The Miami Herald and Sun Sentinel reported late Friday afternoon that U.S. Customs and Border Protection officials said the agency does not have imminent plans to send migrants to Broward and Palm Beach counties. But transporting migrants to South Florida is a possibility as part of "contingency" plans, the newspapers reported.
"We do not have any aircraft flying into Florida at this time, but we are looking at capacity building," the Sun Sentinel quoted a federal official as saying.

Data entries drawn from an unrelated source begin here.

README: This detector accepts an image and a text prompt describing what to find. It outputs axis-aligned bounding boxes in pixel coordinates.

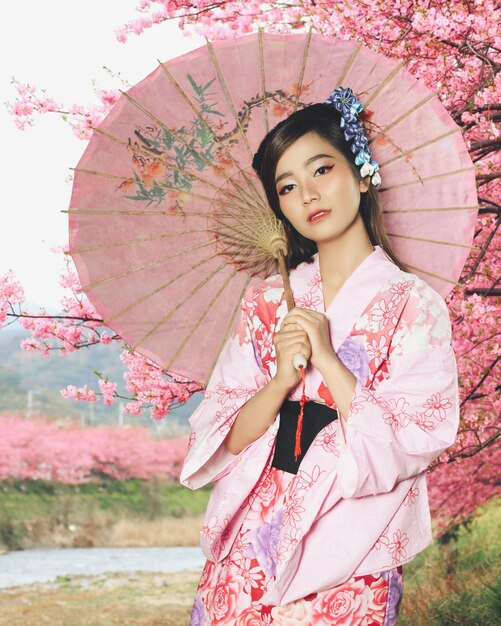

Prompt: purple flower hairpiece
[324,87,381,186]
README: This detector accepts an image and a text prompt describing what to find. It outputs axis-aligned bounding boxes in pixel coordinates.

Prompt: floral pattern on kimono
[181,246,459,606]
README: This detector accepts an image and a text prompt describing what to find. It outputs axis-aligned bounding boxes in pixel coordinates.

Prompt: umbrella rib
[336,41,362,88]
[166,270,238,370]
[207,41,253,159]
[383,204,478,213]
[408,265,461,287]
[379,166,475,189]
[77,222,272,291]
[369,93,435,144]
[132,263,226,350]
[157,59,263,210]
[65,228,207,255]
[70,168,266,215]
[379,126,461,169]
[81,240,221,291]
[293,28,312,113]
[207,276,252,380]
[121,91,266,210]
[387,233,477,250]
[61,208,219,218]
[86,128,256,210]
[104,254,224,325]
[258,28,270,134]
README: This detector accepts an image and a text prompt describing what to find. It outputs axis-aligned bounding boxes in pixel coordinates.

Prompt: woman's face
[275,132,370,243]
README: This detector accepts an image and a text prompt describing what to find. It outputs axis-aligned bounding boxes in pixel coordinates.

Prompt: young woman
[181,88,459,626]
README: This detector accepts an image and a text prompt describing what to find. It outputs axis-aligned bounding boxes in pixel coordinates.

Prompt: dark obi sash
[271,400,338,474]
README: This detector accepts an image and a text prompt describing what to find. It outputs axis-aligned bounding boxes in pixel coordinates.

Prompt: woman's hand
[273,314,311,391]
[283,307,338,373]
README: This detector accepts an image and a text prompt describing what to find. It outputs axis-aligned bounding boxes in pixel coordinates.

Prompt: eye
[278,183,294,196]
[315,165,334,176]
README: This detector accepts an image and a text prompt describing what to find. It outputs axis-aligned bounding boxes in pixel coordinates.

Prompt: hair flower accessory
[324,87,381,186]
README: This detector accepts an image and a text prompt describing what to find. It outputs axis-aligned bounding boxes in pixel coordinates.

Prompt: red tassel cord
[294,367,307,461]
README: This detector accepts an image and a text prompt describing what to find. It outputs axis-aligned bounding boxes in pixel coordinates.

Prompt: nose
[302,182,320,206]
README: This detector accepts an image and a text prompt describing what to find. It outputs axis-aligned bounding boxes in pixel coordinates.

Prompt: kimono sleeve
[338,288,459,498]
[180,294,268,489]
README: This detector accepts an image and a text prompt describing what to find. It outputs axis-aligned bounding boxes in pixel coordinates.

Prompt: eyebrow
[275,154,334,185]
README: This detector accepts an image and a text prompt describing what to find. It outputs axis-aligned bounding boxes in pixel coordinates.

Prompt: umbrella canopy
[68,33,478,383]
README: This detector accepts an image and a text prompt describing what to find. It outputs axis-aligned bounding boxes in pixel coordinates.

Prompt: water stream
[0,547,205,587]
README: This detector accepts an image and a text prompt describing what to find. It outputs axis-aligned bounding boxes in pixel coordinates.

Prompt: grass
[0,480,210,550]
[0,571,200,626]
[399,500,501,626]
[0,481,501,626]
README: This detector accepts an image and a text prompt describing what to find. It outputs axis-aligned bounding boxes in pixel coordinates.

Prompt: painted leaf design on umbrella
[126,74,223,209]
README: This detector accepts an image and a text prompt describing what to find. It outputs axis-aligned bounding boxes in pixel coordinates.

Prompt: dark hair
[252,104,410,271]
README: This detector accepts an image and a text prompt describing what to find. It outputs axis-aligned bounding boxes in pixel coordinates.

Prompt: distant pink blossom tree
[0,413,188,484]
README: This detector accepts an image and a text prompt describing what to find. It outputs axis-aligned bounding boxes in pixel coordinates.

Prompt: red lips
[308,209,331,223]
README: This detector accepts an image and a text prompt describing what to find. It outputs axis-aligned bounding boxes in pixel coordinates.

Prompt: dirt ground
[0,570,200,626]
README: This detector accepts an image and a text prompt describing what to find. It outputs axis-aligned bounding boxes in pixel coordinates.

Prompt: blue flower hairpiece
[324,87,381,186]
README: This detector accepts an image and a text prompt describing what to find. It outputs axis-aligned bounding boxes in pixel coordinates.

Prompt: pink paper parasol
[68,33,478,383]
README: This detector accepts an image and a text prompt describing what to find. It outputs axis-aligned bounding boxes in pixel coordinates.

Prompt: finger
[273,330,309,345]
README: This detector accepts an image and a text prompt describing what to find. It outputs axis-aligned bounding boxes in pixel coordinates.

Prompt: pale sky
[0,0,205,311]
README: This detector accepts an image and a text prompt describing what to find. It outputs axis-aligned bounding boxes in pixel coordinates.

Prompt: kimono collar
[290,246,400,350]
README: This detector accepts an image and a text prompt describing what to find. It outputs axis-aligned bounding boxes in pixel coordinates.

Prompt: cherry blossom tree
[0,0,501,532]
[0,413,188,484]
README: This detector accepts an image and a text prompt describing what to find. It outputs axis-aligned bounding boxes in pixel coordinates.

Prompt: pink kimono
[181,246,459,624]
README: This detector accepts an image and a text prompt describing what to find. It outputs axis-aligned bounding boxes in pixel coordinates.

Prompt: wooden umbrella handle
[277,250,308,370]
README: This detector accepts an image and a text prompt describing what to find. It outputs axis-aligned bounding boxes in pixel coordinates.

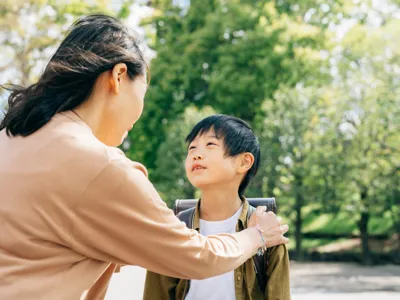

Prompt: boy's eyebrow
[207,134,218,140]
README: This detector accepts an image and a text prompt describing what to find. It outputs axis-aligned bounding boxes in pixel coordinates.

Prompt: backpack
[174,198,276,294]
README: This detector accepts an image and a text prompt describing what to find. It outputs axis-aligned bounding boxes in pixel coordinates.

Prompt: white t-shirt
[185,205,243,300]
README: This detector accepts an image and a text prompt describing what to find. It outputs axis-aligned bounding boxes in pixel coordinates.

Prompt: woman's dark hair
[186,114,260,196]
[0,14,148,136]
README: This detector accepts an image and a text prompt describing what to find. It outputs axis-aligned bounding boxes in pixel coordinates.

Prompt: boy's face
[185,130,241,189]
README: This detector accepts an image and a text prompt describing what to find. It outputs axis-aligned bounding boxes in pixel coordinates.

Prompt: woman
[0,15,288,299]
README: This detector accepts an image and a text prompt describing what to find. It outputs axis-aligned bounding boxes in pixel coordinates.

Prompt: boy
[143,115,290,300]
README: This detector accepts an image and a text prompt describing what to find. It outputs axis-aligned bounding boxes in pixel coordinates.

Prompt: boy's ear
[238,152,254,174]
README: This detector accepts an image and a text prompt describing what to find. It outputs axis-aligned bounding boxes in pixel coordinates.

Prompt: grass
[302,207,393,235]
[288,204,393,251]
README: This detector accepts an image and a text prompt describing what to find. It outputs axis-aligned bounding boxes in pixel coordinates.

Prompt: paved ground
[106,263,400,300]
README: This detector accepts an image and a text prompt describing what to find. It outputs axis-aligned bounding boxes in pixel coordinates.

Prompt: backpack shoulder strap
[177,207,196,229]
[247,205,269,294]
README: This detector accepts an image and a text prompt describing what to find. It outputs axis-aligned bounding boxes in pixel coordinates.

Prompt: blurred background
[0,0,400,299]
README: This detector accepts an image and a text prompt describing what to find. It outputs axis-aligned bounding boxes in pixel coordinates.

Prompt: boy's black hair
[186,114,260,196]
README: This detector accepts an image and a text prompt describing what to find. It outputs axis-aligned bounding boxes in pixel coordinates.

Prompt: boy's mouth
[192,164,205,172]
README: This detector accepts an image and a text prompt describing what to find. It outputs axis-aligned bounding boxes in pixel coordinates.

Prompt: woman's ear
[238,152,254,174]
[110,63,128,94]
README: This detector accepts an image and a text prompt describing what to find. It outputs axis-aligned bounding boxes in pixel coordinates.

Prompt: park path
[106,262,400,300]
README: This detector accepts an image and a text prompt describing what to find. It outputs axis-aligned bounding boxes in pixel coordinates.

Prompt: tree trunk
[295,177,304,261]
[295,195,304,261]
[358,191,372,265]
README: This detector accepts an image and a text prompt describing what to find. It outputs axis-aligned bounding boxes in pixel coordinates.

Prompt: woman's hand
[248,206,289,248]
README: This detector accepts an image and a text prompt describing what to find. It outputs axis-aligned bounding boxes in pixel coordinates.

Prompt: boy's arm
[265,245,291,300]
[143,271,180,300]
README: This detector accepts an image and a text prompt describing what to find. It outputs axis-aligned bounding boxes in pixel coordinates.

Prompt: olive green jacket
[143,199,290,300]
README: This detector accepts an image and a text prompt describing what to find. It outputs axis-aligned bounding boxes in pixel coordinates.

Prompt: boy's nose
[193,154,203,160]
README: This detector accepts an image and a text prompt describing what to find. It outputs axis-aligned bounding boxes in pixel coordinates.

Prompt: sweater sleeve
[71,158,256,279]
[265,245,291,300]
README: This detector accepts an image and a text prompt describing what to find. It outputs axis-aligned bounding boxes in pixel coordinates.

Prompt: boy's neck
[200,186,242,221]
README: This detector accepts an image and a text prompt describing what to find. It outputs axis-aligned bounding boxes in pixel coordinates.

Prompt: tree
[0,0,117,85]
[130,0,325,171]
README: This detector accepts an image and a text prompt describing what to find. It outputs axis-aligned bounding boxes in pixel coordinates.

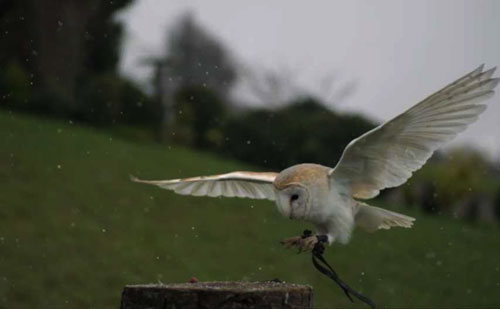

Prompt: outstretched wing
[131,172,278,201]
[330,65,500,199]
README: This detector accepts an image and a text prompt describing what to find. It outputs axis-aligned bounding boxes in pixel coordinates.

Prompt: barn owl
[132,65,500,250]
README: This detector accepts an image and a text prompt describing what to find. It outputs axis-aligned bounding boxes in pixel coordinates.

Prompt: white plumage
[132,65,500,249]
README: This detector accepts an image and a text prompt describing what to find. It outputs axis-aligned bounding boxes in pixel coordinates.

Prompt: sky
[117,0,500,159]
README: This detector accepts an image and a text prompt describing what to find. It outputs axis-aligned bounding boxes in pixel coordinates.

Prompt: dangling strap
[302,230,375,309]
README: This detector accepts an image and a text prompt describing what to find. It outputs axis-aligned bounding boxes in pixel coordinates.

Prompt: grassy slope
[0,112,500,308]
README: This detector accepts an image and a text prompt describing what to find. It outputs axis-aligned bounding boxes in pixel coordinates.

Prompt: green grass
[0,112,500,308]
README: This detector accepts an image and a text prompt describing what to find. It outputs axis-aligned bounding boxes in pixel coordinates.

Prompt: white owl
[132,65,500,250]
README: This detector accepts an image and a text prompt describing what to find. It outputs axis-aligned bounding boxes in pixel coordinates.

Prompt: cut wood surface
[121,281,313,309]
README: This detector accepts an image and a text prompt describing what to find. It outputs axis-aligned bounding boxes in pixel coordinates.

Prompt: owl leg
[281,230,328,252]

Palm Beach County Sheriff Ric Bradshaw had said U.S. Customs and Border Protection could start sending about 135 migrants twice a week to Palm Beach and Broward counties and that the plan could start as soon as the next two weeks. Bradshaw said he talked to officials at the federal immigration enforcement agency.
Bradshaw made the news public Thursday before DeSantis and other officials, including Attorney General Ashley Moody, who works with law-enforcement agencies across the state, were informed. That left state leaders scrambling for information.
“First of all, nothing is concrete. There’s been no migrants brought and released in Florida from this whole problem,” DeSantis said Friday. “Not one migrant has come in, according to the White House, which we talked to yesterday. I just want to let people know that.”
Moody has reached out to law-enforcement agencies that would be affected to discuss their concerns and “evaluate the impact of this plan on Florida,” said Lauren Schenone, a Moody spokeswoman.